Bu süreçte adayların ortak bir listede yer alması ve anlaşmaya varan adayların tek bir liste üzerinden seçime katılmaları, kaybedeni olmayan bir yapı oluşturulmalıdır.
Böylece adaylar, projeleriyle birbirini destekleyen ve tamamlayan bir üslupla yarışacak, partinin geleceği için daha sağlam bir zeminde rekabet edecektir.
Parti başkanının söylemleri, yalnızca hareketi ileriye taşıyacak projelerle şekillenmeli ve bu projeler doğrultusunda bir vizyon sunulmalıdır. Ortak akıl ve ekip çalışmasına dayalı bir yönetim anlayışı, partimizin hem iç işleyişinde hem de toplumsal düzlemde daha sağlam bir zemine oturmasını sağlayacaktır.

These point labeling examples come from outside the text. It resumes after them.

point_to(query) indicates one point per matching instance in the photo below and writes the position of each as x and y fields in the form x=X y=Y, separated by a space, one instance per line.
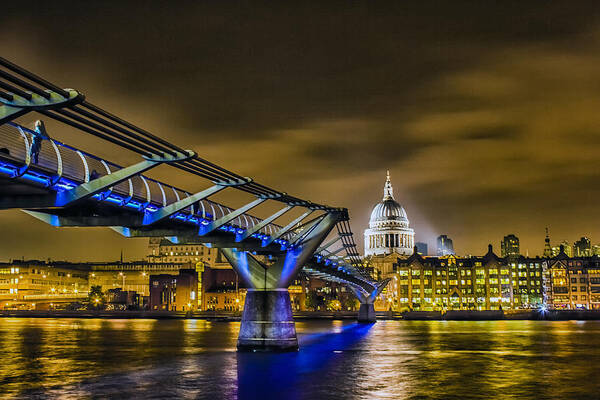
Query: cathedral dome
x=388 y=210
x=389 y=230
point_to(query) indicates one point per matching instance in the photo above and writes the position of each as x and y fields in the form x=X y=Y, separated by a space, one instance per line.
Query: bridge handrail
x=211 y=209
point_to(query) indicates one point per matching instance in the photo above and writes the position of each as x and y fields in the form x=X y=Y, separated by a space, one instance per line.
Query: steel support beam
x=305 y=230
x=102 y=183
x=256 y=228
x=171 y=209
x=205 y=229
x=21 y=105
x=328 y=244
x=287 y=228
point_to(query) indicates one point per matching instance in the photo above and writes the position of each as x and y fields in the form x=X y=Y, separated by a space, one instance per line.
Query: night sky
x=487 y=114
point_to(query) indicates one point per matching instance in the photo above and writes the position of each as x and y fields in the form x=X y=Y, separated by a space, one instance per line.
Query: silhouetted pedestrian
x=36 y=141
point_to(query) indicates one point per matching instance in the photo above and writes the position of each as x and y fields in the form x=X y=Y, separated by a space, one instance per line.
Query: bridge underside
x=66 y=187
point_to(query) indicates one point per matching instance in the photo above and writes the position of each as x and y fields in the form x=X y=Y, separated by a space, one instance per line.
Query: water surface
x=100 y=358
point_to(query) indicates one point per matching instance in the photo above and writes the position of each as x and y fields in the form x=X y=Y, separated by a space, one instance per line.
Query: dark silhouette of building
x=509 y=246
x=421 y=248
x=445 y=245
x=547 y=247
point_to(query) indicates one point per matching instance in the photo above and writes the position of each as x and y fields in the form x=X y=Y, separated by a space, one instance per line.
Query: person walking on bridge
x=36 y=140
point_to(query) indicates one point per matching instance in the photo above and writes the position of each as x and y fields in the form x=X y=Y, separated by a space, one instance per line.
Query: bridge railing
x=62 y=167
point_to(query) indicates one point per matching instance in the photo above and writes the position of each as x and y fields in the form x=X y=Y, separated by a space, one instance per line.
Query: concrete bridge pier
x=366 y=313
x=267 y=320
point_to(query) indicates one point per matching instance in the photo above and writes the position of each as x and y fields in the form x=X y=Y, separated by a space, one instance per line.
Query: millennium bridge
x=67 y=187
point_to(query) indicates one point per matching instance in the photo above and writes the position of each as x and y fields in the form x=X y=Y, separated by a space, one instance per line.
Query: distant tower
x=422 y=248
x=547 y=247
x=445 y=245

Bu dönüşüm, Saadet Partisi’nin gelecek döneminde kolektif bir yönetim anlayışına geçişin göstergesi olarak, partimizi daha güçlü ve daha katılımcı bir yapıya kavuşturacaktır.
Şimdi kongre vakti;hareket yeni başkanıyla yoluna devam edecek.
Üç aday ile seçime gireceğiz. İlk aday, genel başkan yardımcısı ve parti sözcüsü B. İkinci aday, Genel Başkan’ın adayı Mahmut Arıkan Üçüncü aday, YİK üyesi ve eski genel başkan. Üçü de birbirinden kıymetli, her biri farklı özellikleriyle öne çıkıyor.
Ben olayların izlediği su yoluna bakar, yolun nereye çıktığını tahmin eder, varsa öngörümle uyarırım.
İktidarın “muhalefeti yerli ve milli yapacağız” söylemi, CHP ve İYİ Parti kongrelerine yansıdı.
Yerli ve milli muhalif olmak; yani doldurulmuş kuş olmak istemiyorum.
Birol Aydın, partimizin son yirmi yıllık hafızasına sahip, Erbakan Hocamızla çalışmış, badireli süreçlerde önemli sorumluluklar üstlenmiş bir değerimizdir. Aynı şekilde Mahmut Arıkan da öyle. Anlaşılan tek adaylı bir kongre mümkün görünmüyor. Hem sizin hem de partimizin dışarıya güçlü bir görüntü vermesi, iki adaylı kongreye rıza göstermekle mümkün olacaktır. Aksi takdirde az sayıda olan teşkilatımızın önemli bir kısmının kırılmasına sebep verebilir.
Bu yazıyı yazan tabandan biri olarak, 1982 yılından beri kutlu davamızdan zerre kadar sapmadım ve gönlümde de en ufak bir değişim olmadı, şükürler olsun. Bu yazıyı okuyanlar bilsin diye söylüyorum.